I promised I would 'fess up if I fell off the HASAY wagon, even though I decided to focus on being healthy rather than on pounds lost. So I kind of half fell off. Like, one leg dangling.
Easter kind of screwed me in the food front - quite a few cupcakes with butter cream icing and a chocolate bunny or two. But I was still working out, so I figured I'd be okay with a week of bad eating right?
I GAINED FOUR FUCKING POUNDS. In a week. That is not even remotely fair. Ya'll know how long it took me to lose four pounds - is it even physically possible that I got them back in 7 days?

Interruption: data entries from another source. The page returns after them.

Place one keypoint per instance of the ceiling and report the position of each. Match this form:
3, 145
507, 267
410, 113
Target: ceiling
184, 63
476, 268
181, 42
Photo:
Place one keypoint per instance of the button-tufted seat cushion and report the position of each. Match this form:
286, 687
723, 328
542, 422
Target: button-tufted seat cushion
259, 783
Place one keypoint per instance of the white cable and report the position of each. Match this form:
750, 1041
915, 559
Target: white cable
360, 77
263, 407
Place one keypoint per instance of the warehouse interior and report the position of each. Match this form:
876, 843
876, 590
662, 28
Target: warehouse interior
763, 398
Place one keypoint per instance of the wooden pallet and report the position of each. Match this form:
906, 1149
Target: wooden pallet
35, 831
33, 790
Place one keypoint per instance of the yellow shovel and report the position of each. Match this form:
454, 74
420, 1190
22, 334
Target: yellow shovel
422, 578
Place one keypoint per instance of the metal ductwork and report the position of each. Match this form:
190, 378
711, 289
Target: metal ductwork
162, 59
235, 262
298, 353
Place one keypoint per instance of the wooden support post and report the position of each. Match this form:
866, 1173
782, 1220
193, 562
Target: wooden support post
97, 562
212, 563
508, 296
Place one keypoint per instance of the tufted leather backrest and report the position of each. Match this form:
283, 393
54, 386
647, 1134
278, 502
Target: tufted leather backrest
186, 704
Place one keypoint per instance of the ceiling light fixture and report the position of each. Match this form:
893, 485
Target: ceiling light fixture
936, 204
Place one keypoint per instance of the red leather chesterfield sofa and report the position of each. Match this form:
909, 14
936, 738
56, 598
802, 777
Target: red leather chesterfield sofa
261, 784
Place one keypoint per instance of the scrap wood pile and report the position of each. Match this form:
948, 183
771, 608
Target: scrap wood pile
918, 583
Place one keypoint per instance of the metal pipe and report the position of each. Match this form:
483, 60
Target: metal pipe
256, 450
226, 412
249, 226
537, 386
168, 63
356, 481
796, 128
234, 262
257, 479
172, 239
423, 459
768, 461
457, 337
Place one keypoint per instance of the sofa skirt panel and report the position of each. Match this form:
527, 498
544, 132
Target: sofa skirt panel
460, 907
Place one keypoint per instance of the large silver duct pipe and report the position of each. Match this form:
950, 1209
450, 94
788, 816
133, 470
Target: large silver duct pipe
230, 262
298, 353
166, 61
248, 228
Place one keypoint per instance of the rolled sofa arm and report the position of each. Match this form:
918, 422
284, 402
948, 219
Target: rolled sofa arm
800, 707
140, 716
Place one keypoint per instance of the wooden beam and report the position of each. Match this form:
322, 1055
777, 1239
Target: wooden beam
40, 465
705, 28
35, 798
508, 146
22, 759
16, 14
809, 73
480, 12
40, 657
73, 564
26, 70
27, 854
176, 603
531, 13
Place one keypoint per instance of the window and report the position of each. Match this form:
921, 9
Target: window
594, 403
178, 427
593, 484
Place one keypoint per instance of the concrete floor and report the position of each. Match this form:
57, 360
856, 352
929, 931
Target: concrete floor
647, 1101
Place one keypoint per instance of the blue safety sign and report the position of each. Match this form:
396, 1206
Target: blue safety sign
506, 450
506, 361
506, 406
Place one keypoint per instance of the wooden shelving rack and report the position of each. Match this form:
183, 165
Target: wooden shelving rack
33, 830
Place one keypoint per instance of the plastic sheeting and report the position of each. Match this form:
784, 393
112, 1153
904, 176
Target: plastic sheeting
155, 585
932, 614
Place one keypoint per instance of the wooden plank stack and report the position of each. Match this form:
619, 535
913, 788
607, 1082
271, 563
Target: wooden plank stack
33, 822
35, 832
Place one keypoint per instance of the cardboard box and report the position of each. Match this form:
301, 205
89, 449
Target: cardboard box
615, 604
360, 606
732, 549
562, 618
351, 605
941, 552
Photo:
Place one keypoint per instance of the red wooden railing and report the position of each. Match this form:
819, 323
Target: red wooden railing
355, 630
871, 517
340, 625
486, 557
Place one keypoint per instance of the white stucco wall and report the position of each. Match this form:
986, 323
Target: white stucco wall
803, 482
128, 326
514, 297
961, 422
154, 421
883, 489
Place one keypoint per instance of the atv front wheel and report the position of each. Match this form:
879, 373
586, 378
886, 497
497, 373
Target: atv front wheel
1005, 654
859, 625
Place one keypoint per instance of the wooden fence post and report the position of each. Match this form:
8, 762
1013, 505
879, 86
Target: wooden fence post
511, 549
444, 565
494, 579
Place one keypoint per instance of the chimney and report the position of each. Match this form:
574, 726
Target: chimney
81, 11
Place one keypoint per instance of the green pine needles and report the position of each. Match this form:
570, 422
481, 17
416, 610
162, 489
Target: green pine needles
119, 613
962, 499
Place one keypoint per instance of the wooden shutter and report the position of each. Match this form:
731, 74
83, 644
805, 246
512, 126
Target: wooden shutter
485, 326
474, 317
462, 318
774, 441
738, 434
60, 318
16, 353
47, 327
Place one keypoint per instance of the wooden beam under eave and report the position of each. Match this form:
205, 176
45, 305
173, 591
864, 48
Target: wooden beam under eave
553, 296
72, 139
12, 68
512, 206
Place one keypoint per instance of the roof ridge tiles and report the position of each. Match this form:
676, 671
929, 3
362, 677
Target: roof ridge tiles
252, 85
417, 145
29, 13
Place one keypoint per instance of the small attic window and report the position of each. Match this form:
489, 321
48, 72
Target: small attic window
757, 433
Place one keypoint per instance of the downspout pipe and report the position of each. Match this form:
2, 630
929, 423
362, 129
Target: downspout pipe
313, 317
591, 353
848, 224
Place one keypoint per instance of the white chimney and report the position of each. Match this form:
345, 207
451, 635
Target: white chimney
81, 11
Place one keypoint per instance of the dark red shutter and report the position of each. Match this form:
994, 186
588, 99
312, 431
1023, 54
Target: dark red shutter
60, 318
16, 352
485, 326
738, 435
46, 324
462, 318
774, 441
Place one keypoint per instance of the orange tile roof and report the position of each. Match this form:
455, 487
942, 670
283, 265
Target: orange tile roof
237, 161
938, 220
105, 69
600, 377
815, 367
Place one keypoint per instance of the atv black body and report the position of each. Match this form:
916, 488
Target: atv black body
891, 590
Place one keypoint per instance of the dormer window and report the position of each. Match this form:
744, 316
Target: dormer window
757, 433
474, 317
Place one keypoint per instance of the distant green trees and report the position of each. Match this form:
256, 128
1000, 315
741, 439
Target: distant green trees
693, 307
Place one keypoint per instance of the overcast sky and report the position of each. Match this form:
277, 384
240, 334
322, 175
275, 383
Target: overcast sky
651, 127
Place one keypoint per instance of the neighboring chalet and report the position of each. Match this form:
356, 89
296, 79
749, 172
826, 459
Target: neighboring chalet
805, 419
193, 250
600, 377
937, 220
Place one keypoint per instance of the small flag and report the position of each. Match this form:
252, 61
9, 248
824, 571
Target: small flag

Apparently it is, because they've stayed there all this week. I've tried to be good (hubby is off work which always messes with the healthy eating a little) and I've been working out like a maniac.
("Maybe you're pregnant already!" said FoN.
Yes. I'm 3 days pregnant, and I've gained 4 pounds. I'm really ahead of the curve, here.)
It's kind of frustrating to realize that despite the healthy role models I had growing up, the thousands of
tasteless healthy meals and the many times my mother shoved us outdoors to play, the pattern that I'm going to end up following is the other one she showed me: my mother seemed to be chronically on a diet, continually trying to lose that last ten pounds. Constantly at war with food, even when - by all appearances - she was winning.
Anyway, I'm going to keep focusing on my workouts, because if I do manage to get pregnant I do NOT want to be as unhealthy as I was the first time around. That sucked. I want to be ready to run that marathon, ya'll.
Maybe the food thing will just fall into place, right?